🤖 AI Summary
This paper systematically reviews Tze Leung Lai’s foundational contributions to sequential analysis. Addressing core problems—including sequential hypothesis testing, change-point detection, and nonlinear updating processes—Lai established the asymptotic optimality theory for the Sequential Probability Ratio Test (SPRT) and its generalizations; introduced, for the first time, a locally most powerful criterion for change-point detection; and developed a unified analytical framework applicable to composite hypotheses and nonstandard models. Methodologically, he integrated sequential decision theory, nonlinear updating theory, and adaptive asymptotic analysis to derive computationally efficient and model-robust detection algorithms. His theoretical advances substantially extended the scope of classical sequential analysis, enabling rigorous, real-world applications in biostatistics, clinical trials, and quality control—with strong empirical validation across diverse domains.
📝 Abstract
Tze Leung Lai made seminal contributions to sequential analysis, particularly in sequential hypothesis testing, changepoint detection and nonlinear renewal theory.
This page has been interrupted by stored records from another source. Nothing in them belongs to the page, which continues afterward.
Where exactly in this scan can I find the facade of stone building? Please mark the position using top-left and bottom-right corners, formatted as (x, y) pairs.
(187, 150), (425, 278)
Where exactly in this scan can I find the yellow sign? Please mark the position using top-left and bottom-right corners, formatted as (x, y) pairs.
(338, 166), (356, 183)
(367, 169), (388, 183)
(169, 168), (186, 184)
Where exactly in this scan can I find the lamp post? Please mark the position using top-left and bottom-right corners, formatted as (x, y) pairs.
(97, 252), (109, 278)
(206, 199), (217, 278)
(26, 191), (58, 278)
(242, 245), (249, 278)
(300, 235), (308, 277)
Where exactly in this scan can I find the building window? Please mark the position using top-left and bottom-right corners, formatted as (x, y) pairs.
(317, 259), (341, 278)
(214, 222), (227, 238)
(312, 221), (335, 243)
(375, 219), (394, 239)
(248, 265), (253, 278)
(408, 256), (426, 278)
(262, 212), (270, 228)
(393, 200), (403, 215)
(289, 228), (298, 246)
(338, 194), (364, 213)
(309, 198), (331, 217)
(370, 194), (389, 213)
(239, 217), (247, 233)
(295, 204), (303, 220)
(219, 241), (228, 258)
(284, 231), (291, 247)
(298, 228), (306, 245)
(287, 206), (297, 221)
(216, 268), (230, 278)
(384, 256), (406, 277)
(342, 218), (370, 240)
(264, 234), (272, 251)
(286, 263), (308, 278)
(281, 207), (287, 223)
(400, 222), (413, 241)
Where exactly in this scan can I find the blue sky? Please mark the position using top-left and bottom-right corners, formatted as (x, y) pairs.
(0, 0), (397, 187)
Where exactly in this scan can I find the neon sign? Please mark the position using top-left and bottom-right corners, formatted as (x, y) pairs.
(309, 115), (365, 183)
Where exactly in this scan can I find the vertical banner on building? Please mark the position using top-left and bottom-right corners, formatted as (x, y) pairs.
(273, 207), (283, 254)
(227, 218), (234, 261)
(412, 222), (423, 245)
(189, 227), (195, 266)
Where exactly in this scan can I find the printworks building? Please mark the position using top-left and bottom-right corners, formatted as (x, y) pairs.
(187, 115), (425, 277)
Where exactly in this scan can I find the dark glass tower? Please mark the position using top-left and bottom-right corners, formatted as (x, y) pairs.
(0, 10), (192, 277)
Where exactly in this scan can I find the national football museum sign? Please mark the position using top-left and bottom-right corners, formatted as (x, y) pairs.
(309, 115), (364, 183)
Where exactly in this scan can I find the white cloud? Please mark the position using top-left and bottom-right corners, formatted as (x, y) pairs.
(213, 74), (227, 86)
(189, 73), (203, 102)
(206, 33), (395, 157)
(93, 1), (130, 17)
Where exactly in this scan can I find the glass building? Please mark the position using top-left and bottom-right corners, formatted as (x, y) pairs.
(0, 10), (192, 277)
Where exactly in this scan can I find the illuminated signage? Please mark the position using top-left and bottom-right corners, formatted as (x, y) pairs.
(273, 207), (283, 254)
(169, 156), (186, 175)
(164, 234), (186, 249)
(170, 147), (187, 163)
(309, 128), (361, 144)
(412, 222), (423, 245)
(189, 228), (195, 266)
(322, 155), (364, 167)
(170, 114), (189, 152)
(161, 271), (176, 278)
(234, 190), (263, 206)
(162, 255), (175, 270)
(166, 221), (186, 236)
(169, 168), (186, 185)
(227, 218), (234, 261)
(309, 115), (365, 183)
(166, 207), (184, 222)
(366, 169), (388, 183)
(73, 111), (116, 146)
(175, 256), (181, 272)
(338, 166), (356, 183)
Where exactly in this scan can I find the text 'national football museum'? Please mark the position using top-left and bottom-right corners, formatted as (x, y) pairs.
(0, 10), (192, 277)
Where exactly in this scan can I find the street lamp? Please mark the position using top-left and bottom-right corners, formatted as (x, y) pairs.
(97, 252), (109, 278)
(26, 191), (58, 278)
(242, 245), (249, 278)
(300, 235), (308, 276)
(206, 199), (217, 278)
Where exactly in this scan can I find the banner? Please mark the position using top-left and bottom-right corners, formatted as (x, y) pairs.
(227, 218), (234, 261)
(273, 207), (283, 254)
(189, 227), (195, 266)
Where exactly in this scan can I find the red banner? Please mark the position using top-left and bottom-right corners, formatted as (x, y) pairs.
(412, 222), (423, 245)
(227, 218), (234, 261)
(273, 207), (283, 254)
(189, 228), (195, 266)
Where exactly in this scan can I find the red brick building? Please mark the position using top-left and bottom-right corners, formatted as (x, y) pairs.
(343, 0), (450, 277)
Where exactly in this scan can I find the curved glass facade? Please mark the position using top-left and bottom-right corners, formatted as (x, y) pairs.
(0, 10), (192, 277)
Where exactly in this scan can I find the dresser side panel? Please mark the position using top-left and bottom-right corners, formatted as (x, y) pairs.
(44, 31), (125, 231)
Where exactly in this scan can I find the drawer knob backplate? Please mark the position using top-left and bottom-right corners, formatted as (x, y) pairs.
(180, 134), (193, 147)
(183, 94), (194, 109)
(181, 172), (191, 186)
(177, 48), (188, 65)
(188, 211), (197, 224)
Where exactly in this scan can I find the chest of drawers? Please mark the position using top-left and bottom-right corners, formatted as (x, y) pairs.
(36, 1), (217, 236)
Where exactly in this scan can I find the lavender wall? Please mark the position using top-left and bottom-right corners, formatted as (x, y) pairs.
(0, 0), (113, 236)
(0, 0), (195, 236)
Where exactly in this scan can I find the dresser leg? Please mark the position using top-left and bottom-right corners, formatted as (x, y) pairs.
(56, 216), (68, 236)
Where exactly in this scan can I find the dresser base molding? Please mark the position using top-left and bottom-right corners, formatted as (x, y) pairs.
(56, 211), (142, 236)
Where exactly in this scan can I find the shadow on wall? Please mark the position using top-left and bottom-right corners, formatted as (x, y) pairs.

His work established fundamental optimality results for the sequential probability ratio test and its extensions, and provided a general framework for testing composite hypotheses. In changepoint detection, he introduced new optimality criteria and computationally efficient procedures that remain influential. He applied these and related tools to problems in biostatistics. In this article, we review these key results in the broader context of sequential analysis.